Themes of faith, belief and betrayal permeated the pages of Justice League #18. In part 4 of the special Legion of Doom arc, our main focus is on the legacy of the Luthor family, the late Vandall Savage and the dynamic between Lex and the rebuilt and resurrected Brainiac. We see the latter two characters tested in particular.
For Lex, these tests are twofold; to face the truth of his family, his past and, ultimately, the forces that have guided them in some way and then also to reaffirm the belief he has in his own ability to manipulate and plan ahead.

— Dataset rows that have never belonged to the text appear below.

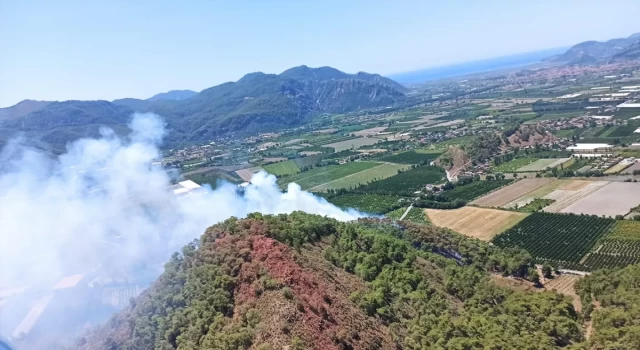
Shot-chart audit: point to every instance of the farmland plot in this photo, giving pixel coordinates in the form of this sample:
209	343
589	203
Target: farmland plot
616	198
246	174
370	132
616	168
511	192
376	173
353	143
286	167
561	238
331	174
474	222
542	164
565	198
541	192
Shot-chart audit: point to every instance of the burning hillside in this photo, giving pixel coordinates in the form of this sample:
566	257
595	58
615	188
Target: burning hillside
301	281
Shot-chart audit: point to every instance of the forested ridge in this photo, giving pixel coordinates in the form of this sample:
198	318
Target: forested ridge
309	282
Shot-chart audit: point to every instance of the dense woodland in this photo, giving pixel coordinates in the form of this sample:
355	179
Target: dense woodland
359	285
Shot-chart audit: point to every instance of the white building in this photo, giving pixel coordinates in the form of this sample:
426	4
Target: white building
590	148
628	105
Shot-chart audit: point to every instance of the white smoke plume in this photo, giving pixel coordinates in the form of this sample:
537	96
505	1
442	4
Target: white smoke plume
102	203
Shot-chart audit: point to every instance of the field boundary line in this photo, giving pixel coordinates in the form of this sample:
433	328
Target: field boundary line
344	177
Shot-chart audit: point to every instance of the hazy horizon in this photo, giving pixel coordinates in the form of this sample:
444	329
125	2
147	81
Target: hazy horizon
88	51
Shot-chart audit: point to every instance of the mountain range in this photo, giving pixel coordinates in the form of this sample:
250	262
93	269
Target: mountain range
303	281
592	52
256	102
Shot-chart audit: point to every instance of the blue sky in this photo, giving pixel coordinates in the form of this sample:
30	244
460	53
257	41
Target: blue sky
58	50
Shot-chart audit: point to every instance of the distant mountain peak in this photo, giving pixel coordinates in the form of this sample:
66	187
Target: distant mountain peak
592	52
173	95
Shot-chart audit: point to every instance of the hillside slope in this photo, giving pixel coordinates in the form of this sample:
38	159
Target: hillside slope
58	123
590	52
22	108
258	102
301	281
173	95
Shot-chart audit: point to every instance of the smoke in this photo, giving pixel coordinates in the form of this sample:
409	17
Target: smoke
103	205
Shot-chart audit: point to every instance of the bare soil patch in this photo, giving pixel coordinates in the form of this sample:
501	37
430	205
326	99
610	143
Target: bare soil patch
481	223
511	192
564	284
616	198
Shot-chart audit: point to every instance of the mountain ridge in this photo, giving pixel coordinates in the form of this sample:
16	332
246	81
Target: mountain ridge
302	281
592	51
257	102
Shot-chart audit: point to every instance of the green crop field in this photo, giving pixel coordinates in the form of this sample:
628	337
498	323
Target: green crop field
377	173
556	237
515	164
322	175
309	161
409	180
621	247
409	157
288	167
475	189
369	203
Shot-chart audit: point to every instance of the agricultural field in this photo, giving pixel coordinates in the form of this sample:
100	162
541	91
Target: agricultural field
548	188
377	173
510	193
212	177
556	237
288	167
352	143
621	247
565	196
322	175
542	164
536	204
409	180
415	214
616	168
625	230
371	131
368	203
409	157
514	164
475	222
475	189
310	160
600	198
246	174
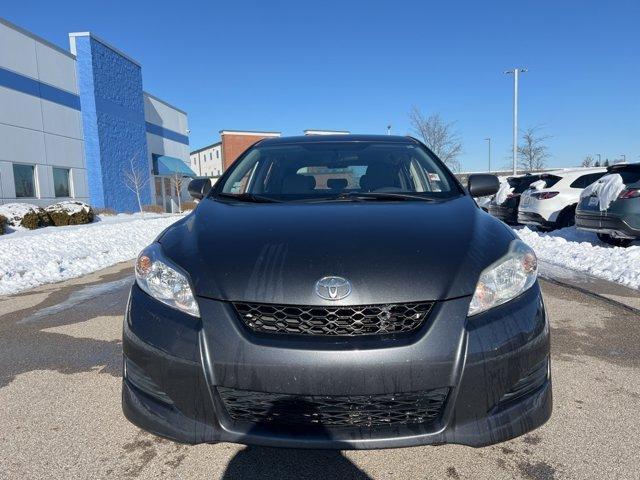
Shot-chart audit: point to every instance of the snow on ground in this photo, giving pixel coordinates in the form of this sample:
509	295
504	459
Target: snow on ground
34	257
29	258
582	251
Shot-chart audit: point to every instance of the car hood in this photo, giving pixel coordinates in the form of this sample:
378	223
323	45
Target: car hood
399	251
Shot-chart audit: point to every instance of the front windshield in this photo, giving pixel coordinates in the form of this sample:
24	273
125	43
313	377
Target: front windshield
326	170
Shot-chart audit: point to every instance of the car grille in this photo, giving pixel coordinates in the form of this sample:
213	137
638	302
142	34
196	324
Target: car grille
333	321
334	411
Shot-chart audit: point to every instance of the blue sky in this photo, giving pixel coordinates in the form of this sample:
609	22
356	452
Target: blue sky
359	66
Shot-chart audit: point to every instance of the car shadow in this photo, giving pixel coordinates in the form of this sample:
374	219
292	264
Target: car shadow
284	464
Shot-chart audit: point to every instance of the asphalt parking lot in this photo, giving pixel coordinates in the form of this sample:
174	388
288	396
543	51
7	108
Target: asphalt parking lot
60	417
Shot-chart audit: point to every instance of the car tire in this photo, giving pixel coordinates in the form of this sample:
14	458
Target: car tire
567	217
616	242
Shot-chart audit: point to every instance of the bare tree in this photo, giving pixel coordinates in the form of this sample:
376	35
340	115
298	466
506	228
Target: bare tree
588	161
135	178
532	151
439	136
178	182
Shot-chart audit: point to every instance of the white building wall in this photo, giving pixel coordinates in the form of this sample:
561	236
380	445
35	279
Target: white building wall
207	162
160	113
34	130
174	121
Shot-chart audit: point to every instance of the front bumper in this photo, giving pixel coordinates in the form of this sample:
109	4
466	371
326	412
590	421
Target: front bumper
605	223
177	363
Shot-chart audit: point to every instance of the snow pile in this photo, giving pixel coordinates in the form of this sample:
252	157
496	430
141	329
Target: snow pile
538	185
15	212
52	254
503	192
583	252
69	207
606	189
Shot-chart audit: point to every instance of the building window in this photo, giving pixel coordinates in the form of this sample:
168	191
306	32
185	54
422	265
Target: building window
24	180
61	185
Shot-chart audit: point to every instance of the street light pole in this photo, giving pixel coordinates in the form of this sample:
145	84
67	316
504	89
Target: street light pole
489	140
516	72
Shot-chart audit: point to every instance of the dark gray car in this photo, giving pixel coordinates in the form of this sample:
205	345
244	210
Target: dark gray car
619	224
337	292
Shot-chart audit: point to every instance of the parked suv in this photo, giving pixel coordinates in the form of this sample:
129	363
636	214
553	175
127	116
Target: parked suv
619	224
507	211
337	292
554	204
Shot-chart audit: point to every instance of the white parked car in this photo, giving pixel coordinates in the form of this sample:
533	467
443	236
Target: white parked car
554	206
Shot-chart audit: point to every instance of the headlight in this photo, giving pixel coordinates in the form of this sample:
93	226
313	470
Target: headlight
505	279
164	281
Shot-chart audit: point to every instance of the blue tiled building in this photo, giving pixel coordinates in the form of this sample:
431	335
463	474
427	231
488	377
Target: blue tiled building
78	125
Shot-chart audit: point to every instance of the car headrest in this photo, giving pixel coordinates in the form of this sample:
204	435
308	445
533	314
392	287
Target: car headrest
379	176
296	183
337	183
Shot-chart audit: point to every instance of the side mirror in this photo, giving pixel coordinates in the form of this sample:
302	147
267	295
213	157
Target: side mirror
199	187
483	185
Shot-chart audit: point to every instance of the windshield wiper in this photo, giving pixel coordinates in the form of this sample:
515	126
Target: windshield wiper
382	196
248	197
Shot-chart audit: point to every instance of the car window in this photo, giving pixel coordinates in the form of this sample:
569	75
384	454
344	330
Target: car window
327	169
585	180
629	177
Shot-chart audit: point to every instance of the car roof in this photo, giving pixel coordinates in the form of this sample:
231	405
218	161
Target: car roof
577	172
628	167
336	138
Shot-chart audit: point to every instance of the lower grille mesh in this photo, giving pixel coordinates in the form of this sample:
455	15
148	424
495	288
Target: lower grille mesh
335	411
333	321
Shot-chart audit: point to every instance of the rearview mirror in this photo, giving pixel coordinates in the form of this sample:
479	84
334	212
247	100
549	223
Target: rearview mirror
483	185
199	187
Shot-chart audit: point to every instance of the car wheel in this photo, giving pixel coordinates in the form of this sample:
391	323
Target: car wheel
567	217
616	242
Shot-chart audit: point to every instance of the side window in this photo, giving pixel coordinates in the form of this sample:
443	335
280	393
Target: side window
24	180
61	185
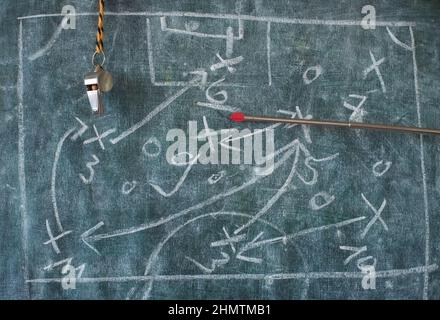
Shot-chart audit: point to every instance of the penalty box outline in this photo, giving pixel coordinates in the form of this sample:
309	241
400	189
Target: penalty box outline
425	270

In regards to Brainiac, he must not only put his faith into the word and intelligence of Lex, but must also learn to believe in forces that he sees as purely scientific. This tale, therefore, says a lot about the origins of Luthor in some ways, displaying in full why his father turned out the way he did and the impact this had on a young Lex.

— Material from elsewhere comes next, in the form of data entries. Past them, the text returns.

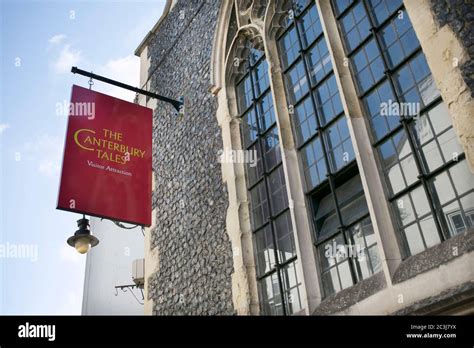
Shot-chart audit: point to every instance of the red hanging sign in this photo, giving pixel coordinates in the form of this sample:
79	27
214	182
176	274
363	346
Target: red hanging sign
107	166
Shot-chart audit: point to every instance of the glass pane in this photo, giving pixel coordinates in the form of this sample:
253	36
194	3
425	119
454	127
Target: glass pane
331	282
289	47
467	203
266	112
395	178
271	148
255	165
404	210
278	195
413	236
455	219
305	120
354	210
328	252
244	94
261	81
285	239
325	219
270	295
450	146
439	118
420	201
319	61
341	5
345	274
291	288
430	232
444	188
258	205
382	9
296	83
409	169
314	164
265	250
310	26
462	177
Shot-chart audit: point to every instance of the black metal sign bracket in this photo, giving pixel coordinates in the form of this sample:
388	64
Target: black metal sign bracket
177	104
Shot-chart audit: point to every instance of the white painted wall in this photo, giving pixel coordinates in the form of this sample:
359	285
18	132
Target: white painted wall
110	264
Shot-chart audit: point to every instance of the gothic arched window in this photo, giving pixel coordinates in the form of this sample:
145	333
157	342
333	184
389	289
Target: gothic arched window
344	235
275	252
430	188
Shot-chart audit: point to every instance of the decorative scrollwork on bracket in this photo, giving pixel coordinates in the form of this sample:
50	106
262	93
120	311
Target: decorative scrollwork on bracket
248	38
281	10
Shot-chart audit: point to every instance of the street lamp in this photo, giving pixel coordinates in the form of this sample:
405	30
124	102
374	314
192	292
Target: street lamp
83	240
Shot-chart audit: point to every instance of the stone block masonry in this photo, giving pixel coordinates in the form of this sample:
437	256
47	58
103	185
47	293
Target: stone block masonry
194	252
459	15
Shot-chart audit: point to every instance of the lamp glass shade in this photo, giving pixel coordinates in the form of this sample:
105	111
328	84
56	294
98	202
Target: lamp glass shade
83	244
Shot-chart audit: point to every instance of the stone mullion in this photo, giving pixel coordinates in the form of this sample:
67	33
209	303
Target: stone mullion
306	267
387	239
445	55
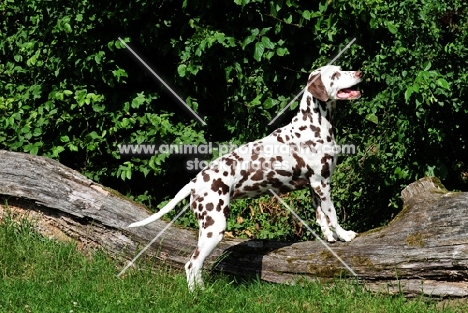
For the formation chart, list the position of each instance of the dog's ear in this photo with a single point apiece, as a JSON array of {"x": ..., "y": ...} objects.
[{"x": 316, "y": 88}]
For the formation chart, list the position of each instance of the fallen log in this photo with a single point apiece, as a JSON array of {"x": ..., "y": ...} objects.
[{"x": 423, "y": 250}]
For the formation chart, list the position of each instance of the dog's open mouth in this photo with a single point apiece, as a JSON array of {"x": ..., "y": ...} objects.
[{"x": 348, "y": 94}]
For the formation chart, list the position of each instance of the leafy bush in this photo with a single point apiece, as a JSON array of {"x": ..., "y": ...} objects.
[{"x": 70, "y": 91}]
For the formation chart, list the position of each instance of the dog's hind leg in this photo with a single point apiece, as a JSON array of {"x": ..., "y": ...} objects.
[{"x": 211, "y": 213}]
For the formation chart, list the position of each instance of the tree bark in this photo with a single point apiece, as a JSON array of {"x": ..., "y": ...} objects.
[{"x": 423, "y": 250}]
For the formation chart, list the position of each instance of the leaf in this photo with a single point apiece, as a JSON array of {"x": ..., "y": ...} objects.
[
  {"x": 181, "y": 69},
  {"x": 259, "y": 49},
  {"x": 408, "y": 93},
  {"x": 427, "y": 65},
  {"x": 371, "y": 117},
  {"x": 267, "y": 43},
  {"x": 248, "y": 40},
  {"x": 282, "y": 51},
  {"x": 392, "y": 28},
  {"x": 443, "y": 83}
]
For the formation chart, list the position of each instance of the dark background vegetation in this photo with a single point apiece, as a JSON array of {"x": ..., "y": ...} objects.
[{"x": 70, "y": 90}]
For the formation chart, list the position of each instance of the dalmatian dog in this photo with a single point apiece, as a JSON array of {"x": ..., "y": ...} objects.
[{"x": 297, "y": 156}]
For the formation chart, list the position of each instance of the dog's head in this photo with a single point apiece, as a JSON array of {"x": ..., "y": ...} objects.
[{"x": 330, "y": 82}]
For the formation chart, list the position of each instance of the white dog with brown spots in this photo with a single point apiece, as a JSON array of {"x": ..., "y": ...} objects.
[{"x": 296, "y": 156}]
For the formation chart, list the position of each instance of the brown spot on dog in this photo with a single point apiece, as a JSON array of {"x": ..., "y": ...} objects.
[
  {"x": 325, "y": 165},
  {"x": 226, "y": 211},
  {"x": 316, "y": 130},
  {"x": 257, "y": 176},
  {"x": 299, "y": 182},
  {"x": 316, "y": 88},
  {"x": 299, "y": 161},
  {"x": 208, "y": 222},
  {"x": 283, "y": 173},
  {"x": 336, "y": 75},
  {"x": 219, "y": 205},
  {"x": 219, "y": 186},
  {"x": 196, "y": 253}
]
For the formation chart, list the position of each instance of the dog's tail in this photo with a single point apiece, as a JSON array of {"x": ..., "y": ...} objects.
[{"x": 182, "y": 194}]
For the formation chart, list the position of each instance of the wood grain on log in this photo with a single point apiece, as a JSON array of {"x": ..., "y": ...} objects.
[{"x": 425, "y": 246}]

The focus on this duo is a very deliberate move from the writers, as the importance of The Legion, in general, becomes far less apparent. Across the series, we’ve seen them weakened, with some members leaving and others betraying the group.
Brainiac’s attempted betrayal, in particular, is, at this point, expected because of the experiences we’ve already seen throughout the run.

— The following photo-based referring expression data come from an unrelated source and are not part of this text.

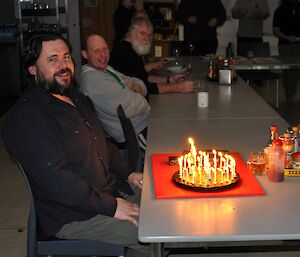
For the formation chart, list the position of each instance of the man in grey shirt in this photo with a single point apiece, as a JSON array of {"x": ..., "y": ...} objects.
[{"x": 107, "y": 88}]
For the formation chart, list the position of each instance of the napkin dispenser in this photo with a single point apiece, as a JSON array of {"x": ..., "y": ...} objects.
[{"x": 225, "y": 77}]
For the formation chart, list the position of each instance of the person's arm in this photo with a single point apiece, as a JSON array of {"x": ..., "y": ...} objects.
[
  {"x": 220, "y": 13},
  {"x": 277, "y": 20},
  {"x": 277, "y": 33},
  {"x": 237, "y": 12}
]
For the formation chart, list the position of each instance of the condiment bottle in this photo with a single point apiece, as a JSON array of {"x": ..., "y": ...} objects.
[
  {"x": 276, "y": 161},
  {"x": 210, "y": 70},
  {"x": 288, "y": 147},
  {"x": 296, "y": 138},
  {"x": 273, "y": 130}
]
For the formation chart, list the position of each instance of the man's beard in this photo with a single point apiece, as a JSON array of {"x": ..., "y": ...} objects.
[
  {"x": 141, "y": 48},
  {"x": 53, "y": 86}
]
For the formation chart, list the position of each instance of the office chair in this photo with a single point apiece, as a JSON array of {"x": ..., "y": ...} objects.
[
  {"x": 132, "y": 149},
  {"x": 48, "y": 247},
  {"x": 259, "y": 49}
]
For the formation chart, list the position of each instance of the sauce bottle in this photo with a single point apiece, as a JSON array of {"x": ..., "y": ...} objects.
[{"x": 276, "y": 161}]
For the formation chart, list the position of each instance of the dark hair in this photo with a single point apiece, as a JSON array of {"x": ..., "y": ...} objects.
[{"x": 33, "y": 47}]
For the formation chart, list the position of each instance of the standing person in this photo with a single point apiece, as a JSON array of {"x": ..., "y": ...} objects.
[
  {"x": 108, "y": 88},
  {"x": 251, "y": 14},
  {"x": 200, "y": 20},
  {"x": 286, "y": 27},
  {"x": 122, "y": 17},
  {"x": 73, "y": 170},
  {"x": 128, "y": 55}
]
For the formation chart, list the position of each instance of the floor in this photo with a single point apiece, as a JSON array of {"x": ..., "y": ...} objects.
[{"x": 13, "y": 217}]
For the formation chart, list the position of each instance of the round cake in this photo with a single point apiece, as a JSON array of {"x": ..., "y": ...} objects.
[
  {"x": 206, "y": 170},
  {"x": 196, "y": 186}
]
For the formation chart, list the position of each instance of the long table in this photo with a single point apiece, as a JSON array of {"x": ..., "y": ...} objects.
[{"x": 238, "y": 121}]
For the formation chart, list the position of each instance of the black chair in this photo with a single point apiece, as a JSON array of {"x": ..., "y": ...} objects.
[
  {"x": 49, "y": 247},
  {"x": 259, "y": 49},
  {"x": 133, "y": 152}
]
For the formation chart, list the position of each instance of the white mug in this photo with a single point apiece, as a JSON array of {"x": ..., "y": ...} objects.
[{"x": 202, "y": 99}]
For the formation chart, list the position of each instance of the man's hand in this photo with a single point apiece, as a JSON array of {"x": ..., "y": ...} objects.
[
  {"x": 128, "y": 81},
  {"x": 127, "y": 211},
  {"x": 177, "y": 78},
  {"x": 136, "y": 179},
  {"x": 134, "y": 87},
  {"x": 155, "y": 65},
  {"x": 192, "y": 19},
  {"x": 212, "y": 22}
]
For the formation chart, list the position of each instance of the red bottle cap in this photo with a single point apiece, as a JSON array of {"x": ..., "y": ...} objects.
[
  {"x": 296, "y": 155},
  {"x": 273, "y": 128},
  {"x": 277, "y": 142}
]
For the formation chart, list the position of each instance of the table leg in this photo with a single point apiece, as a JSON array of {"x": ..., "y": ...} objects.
[{"x": 157, "y": 250}]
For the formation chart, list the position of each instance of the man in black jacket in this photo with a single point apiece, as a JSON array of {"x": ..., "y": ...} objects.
[
  {"x": 73, "y": 170},
  {"x": 200, "y": 20}
]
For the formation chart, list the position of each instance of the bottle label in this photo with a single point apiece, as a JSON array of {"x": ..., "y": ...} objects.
[{"x": 158, "y": 51}]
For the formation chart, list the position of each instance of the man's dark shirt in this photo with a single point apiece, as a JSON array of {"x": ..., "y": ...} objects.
[
  {"x": 126, "y": 60},
  {"x": 287, "y": 18},
  {"x": 65, "y": 154}
]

In Justice League #18, we see nods to past events of The Legion series, including the various forces that have been given to its members and allies, such as the Still Force and the Ultraviolet Lantern Corps.
This tale is one that could only be told at this stage of the narrative, relying heavily on a knowledge of what has come before – although it allows new readers to quickly catch up during the scientific discussions at play. Perhaps the most interesting part of this was the work that Savage has done in order to look into these multiversal forces and how he has manipulated what he had learnt to his advantage. His lack of ambition or understanding is was what held him back. Although, I do wonder if there was more to it than that and whether he has the same selfish drive that Lex has that could lead Earth to its doom.
The artwork in Justice League #18 is certainly stylised and skilled, but not necessarily to my preference. I usually like a crisper image and, whilst it was absolutely visually interesting and vibrant in both its colours and its shading, it wasn’t what I would have chosen. Having said that, it works within the context of this tale in particular – especially as we enter a metaphysical world where we are taken to the past and in a space that is made up of the mind.
With various other players making important moves and decisions, Justice League #18 continues to paint a grander picture that is much more than just the sum of its parts. As we continue to move closer to Perpetua being unleashed, we are left to wonder what impact this will have on Lex’s own faith and beliefs.
Justice League #18
Taking us on a very different journey, with themes of betrayal, belief and faith, this story explores the Luthor legacy and finds some further truths about the characters involved.